Bui anticipated that the syndicated conservation easement transactions would be audited. In order to deceive the IRS, Bui and others took steps to make the partnerships appear as legitimate real estate development companies. They created and disseminated lengthy documents disguising the true nature of the transaction, instituted sham “votes” for what to do with the land that the partnership owned despite knowing that outcome was predetermined, and falsified paperwork such as appraisals and subscription agreements.
In one instance, when investigators conducted an undercover operation in 2018, Bui, believing that the IRS was auditing an individual’s tax returns, prepared false documents related to a 2014 syndicated conservation easement tax shelter with the intent to make it appear that the documents were executed before the purported donation of the conservation easement in 2014 and before the 2014 tax returns had been filed.
Bui earned substantial income for his role in the illegal scheme. He also used the fraudulent tax shelters to evade his own taxes, filing false personal tax returns from 2013 through 2018 that claimed false tax deductions from the illegal syndicated conservation easement tax shelters.

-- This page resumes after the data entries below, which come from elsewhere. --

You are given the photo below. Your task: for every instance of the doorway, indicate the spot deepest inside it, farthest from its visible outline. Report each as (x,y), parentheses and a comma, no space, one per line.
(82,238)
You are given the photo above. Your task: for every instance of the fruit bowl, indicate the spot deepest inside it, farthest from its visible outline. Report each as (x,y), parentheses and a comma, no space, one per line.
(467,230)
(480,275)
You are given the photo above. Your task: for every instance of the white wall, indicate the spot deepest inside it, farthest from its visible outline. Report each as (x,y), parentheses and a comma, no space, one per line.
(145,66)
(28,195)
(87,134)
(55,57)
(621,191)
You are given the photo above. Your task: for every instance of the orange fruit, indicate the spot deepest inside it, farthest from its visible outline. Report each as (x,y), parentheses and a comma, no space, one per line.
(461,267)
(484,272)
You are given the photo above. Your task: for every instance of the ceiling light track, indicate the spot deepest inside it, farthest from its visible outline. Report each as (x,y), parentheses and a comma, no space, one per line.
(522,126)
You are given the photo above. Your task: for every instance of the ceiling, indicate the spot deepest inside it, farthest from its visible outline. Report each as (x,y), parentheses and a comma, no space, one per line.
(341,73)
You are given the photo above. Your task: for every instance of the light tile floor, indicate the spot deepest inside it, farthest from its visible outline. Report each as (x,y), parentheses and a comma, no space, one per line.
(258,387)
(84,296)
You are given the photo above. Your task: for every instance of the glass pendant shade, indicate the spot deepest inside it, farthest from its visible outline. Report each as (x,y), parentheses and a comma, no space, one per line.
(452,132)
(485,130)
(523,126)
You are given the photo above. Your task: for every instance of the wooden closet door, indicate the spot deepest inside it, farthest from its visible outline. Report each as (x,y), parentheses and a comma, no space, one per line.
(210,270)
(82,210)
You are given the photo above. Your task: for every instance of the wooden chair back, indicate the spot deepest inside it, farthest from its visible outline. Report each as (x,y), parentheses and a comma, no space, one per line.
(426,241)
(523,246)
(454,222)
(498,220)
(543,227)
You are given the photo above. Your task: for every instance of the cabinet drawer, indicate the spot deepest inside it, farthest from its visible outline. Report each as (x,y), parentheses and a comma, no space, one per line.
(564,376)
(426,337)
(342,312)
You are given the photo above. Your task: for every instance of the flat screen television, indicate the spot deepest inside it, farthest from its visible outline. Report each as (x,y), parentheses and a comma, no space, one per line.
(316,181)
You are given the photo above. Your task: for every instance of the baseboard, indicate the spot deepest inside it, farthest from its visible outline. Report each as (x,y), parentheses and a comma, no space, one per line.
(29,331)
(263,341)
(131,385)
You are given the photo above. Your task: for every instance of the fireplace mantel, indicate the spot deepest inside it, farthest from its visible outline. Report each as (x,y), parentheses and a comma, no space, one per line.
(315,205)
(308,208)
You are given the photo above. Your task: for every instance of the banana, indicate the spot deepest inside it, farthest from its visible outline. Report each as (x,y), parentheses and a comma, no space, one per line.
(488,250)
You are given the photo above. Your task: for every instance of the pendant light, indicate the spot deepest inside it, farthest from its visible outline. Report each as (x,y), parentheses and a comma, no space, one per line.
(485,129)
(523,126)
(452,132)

In addition to his prison sentence, U.S. District Court Chief Judge Timothy C. Batten Sr. for the Northern District of Georgia ordered Bui to serve one year of supervised release and to pay $8,250,244 in total restitution to the IRS.
Acting Deputy Assistant Attorney General Karen E. Kelly of the Justice Department’s Tax Division and U.S. Attorney Theodore S. Hertzberg for the Northern District of Georgia made the announcement. They also thanked the U.S. Attorney’s Office for the Western District of North Carolina for their assistance in the investigation of this matter.
IRS Criminal Investigation and the U.S. Postal Inspection Service investigated the case.
Senior Litigation Counsel Richard M. Rolwing, and Trial Attorneys Parker Tobin, Jessica Kraft, and Nicholas Schilling of the Tax Division prosecuted the case, with support from Assistant U.S. Attorney Samir Kaushal for the Northern District of Georgia.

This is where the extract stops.